The same goes for ordering. If there is a well defined (partial) order in the domain of your class, then providing operator< is a simple way of implementing that order. Code will be readable, and your type will be usable in all situations where a partial order is required, as inside associative containers:
bool operator<( type const & lhs, type const & rhs )
{
return lhs < rhs;
}
std::map<type, int> m; // m will use the natural `operator<` order
A common pitfall when operator overloading was introduced into the language is that of the 'golden hammer' Once you have a golden hammer everything looks like a nail, and operator overloading has been abused.

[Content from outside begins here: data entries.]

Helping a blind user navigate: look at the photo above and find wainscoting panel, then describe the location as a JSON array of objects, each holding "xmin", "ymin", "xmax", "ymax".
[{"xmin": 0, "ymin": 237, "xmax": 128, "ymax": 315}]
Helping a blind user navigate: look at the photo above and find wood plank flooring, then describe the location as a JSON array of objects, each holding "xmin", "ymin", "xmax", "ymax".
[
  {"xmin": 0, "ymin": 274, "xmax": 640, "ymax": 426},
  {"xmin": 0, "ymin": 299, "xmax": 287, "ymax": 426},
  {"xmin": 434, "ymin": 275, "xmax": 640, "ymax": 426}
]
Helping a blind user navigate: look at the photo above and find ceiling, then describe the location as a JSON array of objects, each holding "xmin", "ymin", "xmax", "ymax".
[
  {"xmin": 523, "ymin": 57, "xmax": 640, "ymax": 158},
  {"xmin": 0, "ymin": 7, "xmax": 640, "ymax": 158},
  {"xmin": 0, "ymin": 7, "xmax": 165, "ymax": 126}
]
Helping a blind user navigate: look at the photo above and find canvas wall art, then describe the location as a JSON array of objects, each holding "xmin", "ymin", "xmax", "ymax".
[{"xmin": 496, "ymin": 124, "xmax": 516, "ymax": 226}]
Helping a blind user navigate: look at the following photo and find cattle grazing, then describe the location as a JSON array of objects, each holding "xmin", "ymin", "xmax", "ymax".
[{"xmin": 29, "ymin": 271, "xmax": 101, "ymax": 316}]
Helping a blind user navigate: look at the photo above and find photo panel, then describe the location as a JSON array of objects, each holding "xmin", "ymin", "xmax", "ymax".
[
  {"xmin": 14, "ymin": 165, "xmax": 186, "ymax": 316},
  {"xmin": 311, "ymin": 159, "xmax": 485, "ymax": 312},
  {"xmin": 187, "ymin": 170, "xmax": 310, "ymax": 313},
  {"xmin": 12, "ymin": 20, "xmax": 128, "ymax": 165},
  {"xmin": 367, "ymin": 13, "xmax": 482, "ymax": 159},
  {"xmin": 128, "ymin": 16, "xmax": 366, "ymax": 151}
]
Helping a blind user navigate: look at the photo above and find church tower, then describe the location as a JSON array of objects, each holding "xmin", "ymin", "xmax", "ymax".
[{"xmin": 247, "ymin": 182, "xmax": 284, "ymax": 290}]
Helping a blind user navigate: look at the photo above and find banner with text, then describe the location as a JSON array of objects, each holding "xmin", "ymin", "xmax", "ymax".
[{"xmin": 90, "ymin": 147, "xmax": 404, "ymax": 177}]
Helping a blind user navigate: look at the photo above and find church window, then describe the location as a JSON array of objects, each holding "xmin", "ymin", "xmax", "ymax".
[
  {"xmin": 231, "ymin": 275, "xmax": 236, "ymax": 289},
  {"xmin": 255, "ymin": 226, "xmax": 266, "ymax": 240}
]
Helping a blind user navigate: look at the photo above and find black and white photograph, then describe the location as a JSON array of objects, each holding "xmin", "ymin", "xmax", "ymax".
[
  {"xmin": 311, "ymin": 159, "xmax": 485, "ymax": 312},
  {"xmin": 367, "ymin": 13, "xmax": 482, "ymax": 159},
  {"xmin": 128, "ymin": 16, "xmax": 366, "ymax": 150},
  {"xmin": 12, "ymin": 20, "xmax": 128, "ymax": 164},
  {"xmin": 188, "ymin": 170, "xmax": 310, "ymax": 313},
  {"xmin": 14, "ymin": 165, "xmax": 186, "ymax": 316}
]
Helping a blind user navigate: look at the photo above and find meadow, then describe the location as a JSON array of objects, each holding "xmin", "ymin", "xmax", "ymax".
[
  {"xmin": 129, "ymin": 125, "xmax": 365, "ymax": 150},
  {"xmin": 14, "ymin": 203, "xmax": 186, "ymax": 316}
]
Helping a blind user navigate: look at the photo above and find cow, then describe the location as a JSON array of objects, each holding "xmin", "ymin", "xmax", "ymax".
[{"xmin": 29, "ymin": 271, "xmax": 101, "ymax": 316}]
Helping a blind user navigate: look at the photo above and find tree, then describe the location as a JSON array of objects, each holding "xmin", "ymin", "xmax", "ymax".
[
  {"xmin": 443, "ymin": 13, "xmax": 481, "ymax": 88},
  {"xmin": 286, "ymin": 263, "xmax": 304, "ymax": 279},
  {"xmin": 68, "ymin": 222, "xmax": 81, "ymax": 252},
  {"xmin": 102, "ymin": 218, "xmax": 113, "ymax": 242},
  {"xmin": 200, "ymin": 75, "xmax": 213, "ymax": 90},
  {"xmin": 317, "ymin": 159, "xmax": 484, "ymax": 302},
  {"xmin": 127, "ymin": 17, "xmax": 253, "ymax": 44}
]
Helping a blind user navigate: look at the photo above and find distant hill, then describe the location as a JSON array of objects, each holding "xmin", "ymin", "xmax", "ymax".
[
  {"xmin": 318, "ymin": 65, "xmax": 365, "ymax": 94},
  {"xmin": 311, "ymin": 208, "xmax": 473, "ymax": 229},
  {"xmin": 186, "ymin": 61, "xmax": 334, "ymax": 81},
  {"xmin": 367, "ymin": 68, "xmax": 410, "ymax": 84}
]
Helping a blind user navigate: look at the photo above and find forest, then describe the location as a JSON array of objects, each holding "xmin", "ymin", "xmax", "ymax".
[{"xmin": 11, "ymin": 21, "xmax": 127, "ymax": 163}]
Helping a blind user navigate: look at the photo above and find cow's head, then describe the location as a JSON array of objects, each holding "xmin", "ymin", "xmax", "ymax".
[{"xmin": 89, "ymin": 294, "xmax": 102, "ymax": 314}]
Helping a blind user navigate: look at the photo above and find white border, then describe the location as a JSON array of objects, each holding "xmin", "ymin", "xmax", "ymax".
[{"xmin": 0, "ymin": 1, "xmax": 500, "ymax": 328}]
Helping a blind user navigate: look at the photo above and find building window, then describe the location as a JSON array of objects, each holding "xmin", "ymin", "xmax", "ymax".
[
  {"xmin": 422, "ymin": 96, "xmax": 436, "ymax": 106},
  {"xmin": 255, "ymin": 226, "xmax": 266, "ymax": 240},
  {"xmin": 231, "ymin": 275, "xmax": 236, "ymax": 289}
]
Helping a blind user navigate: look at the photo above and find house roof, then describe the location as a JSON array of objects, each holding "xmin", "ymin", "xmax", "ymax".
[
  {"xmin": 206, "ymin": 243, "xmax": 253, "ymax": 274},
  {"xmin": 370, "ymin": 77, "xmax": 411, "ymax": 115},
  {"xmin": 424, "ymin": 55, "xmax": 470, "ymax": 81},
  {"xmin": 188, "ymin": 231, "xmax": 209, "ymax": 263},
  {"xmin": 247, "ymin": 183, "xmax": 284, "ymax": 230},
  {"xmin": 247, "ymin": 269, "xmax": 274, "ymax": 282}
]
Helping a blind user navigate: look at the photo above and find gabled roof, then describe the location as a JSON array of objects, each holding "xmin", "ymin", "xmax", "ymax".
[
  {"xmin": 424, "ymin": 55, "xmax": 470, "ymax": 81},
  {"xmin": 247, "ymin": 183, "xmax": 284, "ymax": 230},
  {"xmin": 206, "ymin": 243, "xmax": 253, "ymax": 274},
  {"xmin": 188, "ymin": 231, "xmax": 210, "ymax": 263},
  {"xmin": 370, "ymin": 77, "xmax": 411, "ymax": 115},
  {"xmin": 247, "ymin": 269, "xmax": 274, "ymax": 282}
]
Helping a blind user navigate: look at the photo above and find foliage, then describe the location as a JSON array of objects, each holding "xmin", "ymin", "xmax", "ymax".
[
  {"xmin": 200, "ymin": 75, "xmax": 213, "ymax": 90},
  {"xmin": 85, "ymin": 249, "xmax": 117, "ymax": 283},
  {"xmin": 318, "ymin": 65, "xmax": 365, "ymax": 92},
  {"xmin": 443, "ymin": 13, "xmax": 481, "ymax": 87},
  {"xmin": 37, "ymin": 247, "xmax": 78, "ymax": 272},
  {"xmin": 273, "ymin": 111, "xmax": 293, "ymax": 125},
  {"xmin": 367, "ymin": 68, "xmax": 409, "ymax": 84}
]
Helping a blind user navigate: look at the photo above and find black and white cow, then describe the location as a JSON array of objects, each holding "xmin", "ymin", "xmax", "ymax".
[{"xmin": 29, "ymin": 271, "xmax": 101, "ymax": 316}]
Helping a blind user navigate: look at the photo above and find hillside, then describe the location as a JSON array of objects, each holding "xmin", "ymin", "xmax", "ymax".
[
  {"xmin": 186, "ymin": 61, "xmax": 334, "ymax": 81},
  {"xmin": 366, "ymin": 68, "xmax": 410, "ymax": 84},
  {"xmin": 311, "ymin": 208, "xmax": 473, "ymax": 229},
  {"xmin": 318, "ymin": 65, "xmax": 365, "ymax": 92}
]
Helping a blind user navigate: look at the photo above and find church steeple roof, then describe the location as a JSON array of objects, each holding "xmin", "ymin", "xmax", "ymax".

It is important to note that the reason for overloading in the first place is improving readability. Readability is only improved if when a programmer looks at the code, the intentions of each operation are clear at first glance, without having to read the definitions. When you see that two complex numbers are being added like a + b you know what the code is doing. If the definition of the operator is not natural (you decide to implement it as adding only the real part of it) then code will become harder to read than if you had provided a (member) function. If the meaning of the operation is not well defined for your type the same happens:
MyVector a, b;
MyVector c = a + b;
What is c? Is it a vector where each element i is the sum of of the respective elements from a and b, or is it a vector created by concatenating the elements of a before the elements of b. To understand the code, you would need to go to the definition of the operation, and that means that overloading the operator is less readable than providing a function:
MyVector c = append( a, b );
The set of operators that can be overloaded is not restricted to the arithmetic and relational operators. You can overload operator[] to index into a type, or operator() to create a callable object that can be used as a function (these are called functors) or that will simplify usage of the class:
class vector {
public:
int operator[]( int );
};
vector v;
std::cout << v[0] << std::endl;
class matrix {
public:
int operator()( int row, int column );
// operator[] cannot be overloaded with more than 1 argument
};
matrix m;
std::cout << m( 3,4 ) << std::endl;
There are other uses of operator overloading. In particular operator, can be overloaded in really fancy ways for metaprogramming purposes, but that is probably much more complex than what you really care for now.

Another use of operator overloading, AFAIK unique to C++, is the ability to overload the assignment operator. If you have:
class CVector
{
// ...
private:
size_t capacity;
size_t length;
double* data;
};
void func()
{
CVector a, b;
// ...
a = b;
}
Then a.data and b.data will point to the same location, and if you modify a, you affect b as well. That's probably not what you want. But you can write:
CVector& CVector::operator=(const CVector& rhs)
{
delete[] data;
capacity = length = rhs.length;
data = new double[length];
memcpy(data, rhs.data, length * sizeof(double));
return (*this);
}
and get a deep copy.

Operator overloading allows you to give own meaning to the operator.
For example, consider the following code snippet:
char* str1 = "String1";
char* str2 = "String2";
char str3[20];
str3 = str1 + str2;
You can overload the "+" operator to concatenate two strings. Doesn't this look more programmer-friendly?